Teriakan melengking itu terdengar nyaring, membuat siapapun yang mendengar seketika menoleh. Senyum semuanya mengembang ketika melihat bibir mungil itu tersenyum.
"Oh ya? Coba Mami liat," kata wanita muda yang kini berjongkok, menatap anak laki-laki berseragam putih merah di depannya.
"Nih, Mam."
"Anak pintar, habis ini Mami traktir ya? Tapi Mami mau beli bunga dulu. Kamu duduk dulu sebentar, ini kertasnya dibawa."
Anak laki-laki itu mengangguk, menyetujui perkataan sang Ibu.
"Mbak, saya mau bunganya ya? Dirangkai, sama bisa dikasih note?"
"Mbak?"
Buyar sudah lamunan Rain, dia menatap linglung wanita di depannya. Masih dengan perasaan bingung Rain buru-buru mengambil bunga lalu merangkai dengan cepat.

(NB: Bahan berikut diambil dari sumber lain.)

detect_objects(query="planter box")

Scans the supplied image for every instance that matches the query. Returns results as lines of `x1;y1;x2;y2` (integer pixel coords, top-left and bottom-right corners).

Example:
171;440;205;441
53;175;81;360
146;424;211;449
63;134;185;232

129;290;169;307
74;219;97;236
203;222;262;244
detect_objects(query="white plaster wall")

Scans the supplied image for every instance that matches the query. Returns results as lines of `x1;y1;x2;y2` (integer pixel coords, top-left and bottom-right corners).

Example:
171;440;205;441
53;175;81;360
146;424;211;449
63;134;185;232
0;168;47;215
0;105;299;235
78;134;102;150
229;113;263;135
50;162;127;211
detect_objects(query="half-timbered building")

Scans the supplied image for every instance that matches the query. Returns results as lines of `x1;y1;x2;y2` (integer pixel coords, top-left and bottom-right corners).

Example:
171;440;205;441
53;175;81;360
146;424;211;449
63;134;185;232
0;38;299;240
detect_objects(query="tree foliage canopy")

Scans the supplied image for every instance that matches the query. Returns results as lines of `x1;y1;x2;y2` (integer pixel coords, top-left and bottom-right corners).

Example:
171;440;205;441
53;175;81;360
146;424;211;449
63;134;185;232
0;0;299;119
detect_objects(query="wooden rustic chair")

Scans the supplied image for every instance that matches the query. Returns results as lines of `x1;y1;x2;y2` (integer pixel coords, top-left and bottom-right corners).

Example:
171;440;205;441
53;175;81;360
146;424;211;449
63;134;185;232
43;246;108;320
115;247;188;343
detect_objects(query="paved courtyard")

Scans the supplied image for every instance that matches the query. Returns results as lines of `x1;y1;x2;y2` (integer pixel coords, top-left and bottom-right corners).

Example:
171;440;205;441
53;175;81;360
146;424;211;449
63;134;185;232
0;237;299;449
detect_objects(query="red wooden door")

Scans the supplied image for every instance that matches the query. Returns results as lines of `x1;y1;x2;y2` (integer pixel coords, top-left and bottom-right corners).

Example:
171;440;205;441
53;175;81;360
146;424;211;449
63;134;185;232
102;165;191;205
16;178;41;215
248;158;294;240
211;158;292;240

"Mbak, maaf, tapi saya mau bunga mawar."
Rain menundukan kepalanya menatap bunga yang sedang dia rangkai. Oke, ini salah. Rain meringis, buru-buru dia meminta maaf kepada pelanggan di depannya. Untung saja pelanggannya santai, tidak emosian. Kalau emosian? Sudah dipastikan Rain akan mencak-mencak sendiri ya walaupun ini kesalahan dia juga, sih.
"Mami!"
Wanita itu kembali menoleh, menatap sang putra yang kembali mendekat. "Ada apa lagi, Nak?"
"Itu bunga buat Aunty Gina, Mam?"
"Iya, kita mau ke rumah Aunty Gina, mau ketemu adik bayi."
"Asikk!"
Walaupun tangannya aktif merangkai bunga, tetapi telinga Rain dapat mendengar jelas percakapan Ibu dan anak itu. Rain tersenyum masam, sesekali dia mengesampingkan Rambutnya yang menutupi wajah. Rain mencoba untuk tenang, mencoba untuk fokus tanpa terkecoh apapun. Setelah selesai merangkai, Rain mendongakan wajahnya menatap wanita yang menggunakan dress berwarna hitam di depan.
"Mbak isi notenya yang simple aja ya."
"Apa, Bu? Biar saya tulis."
"Selamat atas kelahiran putri pertamanya, semoga Ibu sama babynya sehat."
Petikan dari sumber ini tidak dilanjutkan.